The Xacatecas forces had been stretched thin to keep all the minor trails through the mountains adequately guarded. With the support of the Acoma companies, Lord Chipino had hoped the raiders would acknowledge superior numbers and abandon incursions across the borders. Yet the desert men had done no such thing; rather, they stepped up the frequency of their strikes, goading like insects flying at needra bulls.
As the months dragged by with no change, Kevin had been hesitant to venture his full opinion, that the attacks held purpose behind them. He’d had the experience on the field to justify his hunches; but Tsurani killed Midkemian officers taken captive, and in preservation of his life he had never dared to admit his birth was noble to anyone this side of the rift save a handful of Midkemian slaves. Shedding his headcloth and sandals and leaving them for servants to beat clean, he now walked across beautifully woven carpets to where his Lady sat on cushions, a sand table depicting the mountains and the desert border of the Empire spread before her and Lujan.
‘There you are,’ Mara said, looking up. A river of raven hair spilled loose over one shoulder; she caught it back with a hand like fine porcelain and smiled her welcome. ‘We were discussing a change in strategy,’ and she nodded to indicate Lujan.
Interested, Kevin quickened his step. He knelt on the cushions opposite the sand table and studied the small clusters of green and yellow markers that represented Acoma and Xacatecas companies. The positions were clustered like chains of beads along river courses, passes, and rocky, steep-sided valleys through which the winds keened after dark. Unless a sentry happened to catch the movement of the enemy silhouetted against stars or sky, he would not hear footsteps; only a chance rattle of gravel, which often as not was set off by wind, and an attack that happened in a flurried, surprise ambush. The knives of the desert men were not metal, but they cut throats readily enough.

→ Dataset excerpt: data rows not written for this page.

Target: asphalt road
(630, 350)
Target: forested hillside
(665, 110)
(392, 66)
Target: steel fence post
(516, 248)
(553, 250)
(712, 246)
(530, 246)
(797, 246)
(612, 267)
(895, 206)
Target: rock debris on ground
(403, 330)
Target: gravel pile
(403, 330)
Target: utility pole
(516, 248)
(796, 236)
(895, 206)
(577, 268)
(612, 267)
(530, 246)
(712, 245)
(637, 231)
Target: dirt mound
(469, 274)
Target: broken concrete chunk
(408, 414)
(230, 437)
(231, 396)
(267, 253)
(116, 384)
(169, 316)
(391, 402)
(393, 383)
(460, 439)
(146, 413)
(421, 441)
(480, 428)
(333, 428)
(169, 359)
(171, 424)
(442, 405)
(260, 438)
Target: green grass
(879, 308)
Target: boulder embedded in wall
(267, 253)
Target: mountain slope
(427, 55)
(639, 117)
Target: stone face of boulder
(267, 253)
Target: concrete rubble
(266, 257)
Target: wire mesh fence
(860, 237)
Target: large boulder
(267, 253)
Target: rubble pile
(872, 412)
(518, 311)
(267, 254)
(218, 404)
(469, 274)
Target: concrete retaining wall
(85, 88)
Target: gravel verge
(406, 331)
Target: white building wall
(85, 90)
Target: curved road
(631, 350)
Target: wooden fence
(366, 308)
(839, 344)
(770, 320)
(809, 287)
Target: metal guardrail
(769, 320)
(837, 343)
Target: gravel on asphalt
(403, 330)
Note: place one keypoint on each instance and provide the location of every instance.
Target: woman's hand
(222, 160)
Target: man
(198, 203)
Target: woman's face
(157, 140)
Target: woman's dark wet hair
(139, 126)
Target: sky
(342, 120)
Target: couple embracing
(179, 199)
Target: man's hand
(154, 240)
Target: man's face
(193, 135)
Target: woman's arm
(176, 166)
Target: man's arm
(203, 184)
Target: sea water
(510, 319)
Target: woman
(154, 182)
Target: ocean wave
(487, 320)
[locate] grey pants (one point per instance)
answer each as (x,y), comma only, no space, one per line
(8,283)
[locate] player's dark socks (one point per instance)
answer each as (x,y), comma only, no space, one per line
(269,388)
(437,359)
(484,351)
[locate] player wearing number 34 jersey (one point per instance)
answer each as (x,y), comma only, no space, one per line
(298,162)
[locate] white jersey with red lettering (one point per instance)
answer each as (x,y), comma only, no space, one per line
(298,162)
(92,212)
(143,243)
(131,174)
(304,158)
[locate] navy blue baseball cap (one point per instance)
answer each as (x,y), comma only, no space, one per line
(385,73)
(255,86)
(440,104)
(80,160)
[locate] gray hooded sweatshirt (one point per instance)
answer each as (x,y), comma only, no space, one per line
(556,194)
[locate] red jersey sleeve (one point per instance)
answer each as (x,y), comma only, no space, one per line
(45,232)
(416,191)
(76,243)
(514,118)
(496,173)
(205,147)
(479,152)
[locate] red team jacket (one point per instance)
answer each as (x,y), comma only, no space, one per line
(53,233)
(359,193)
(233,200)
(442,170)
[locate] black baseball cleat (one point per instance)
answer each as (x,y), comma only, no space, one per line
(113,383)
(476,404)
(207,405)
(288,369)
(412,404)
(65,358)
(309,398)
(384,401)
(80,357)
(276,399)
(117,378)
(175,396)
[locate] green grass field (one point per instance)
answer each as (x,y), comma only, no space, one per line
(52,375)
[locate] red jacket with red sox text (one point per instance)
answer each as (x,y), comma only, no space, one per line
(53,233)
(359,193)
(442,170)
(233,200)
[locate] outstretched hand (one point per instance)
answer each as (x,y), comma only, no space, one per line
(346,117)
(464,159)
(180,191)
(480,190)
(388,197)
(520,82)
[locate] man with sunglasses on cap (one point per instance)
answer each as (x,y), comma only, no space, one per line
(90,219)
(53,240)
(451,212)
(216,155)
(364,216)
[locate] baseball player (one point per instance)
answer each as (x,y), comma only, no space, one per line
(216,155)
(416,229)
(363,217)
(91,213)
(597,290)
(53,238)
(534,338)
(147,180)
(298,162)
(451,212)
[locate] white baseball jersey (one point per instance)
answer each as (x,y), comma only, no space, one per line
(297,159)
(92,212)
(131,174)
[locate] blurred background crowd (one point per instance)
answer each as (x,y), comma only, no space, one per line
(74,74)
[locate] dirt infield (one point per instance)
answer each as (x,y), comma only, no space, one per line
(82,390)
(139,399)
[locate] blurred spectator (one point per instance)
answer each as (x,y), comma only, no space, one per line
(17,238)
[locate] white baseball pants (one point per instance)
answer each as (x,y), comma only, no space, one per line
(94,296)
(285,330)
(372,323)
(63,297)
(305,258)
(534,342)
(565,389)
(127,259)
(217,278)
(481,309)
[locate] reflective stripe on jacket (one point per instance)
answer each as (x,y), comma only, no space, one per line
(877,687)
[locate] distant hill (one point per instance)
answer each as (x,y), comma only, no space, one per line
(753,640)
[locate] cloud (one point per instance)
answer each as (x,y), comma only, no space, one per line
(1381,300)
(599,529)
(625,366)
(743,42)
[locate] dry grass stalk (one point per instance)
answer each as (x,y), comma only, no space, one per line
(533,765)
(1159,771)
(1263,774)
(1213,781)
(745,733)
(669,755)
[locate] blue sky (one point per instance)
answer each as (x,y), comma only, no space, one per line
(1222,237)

‘We want to eradicate their supply caches,’ Mara said. ‘Burn them out. Your opinion is of interest, since you have as much knowledge of the terrain here as any of us.’
Kevin licked his lips, a chill chasing his skin under the sleeves of his shirt and the broad-banded desert robe he wore like a cloak overtop. He looked at the sand map and wondered silently whether this was precisely what the enemy hoped to do: lure their warriors out of the defensible passes and harry them into ambush in the open. ‘I suggest again, Lady, that we not sally forth against these desert men. They hold all the advantage in their own country. I say, as I have before, that we let them come to us, and die on our spears with little cost to your companies.’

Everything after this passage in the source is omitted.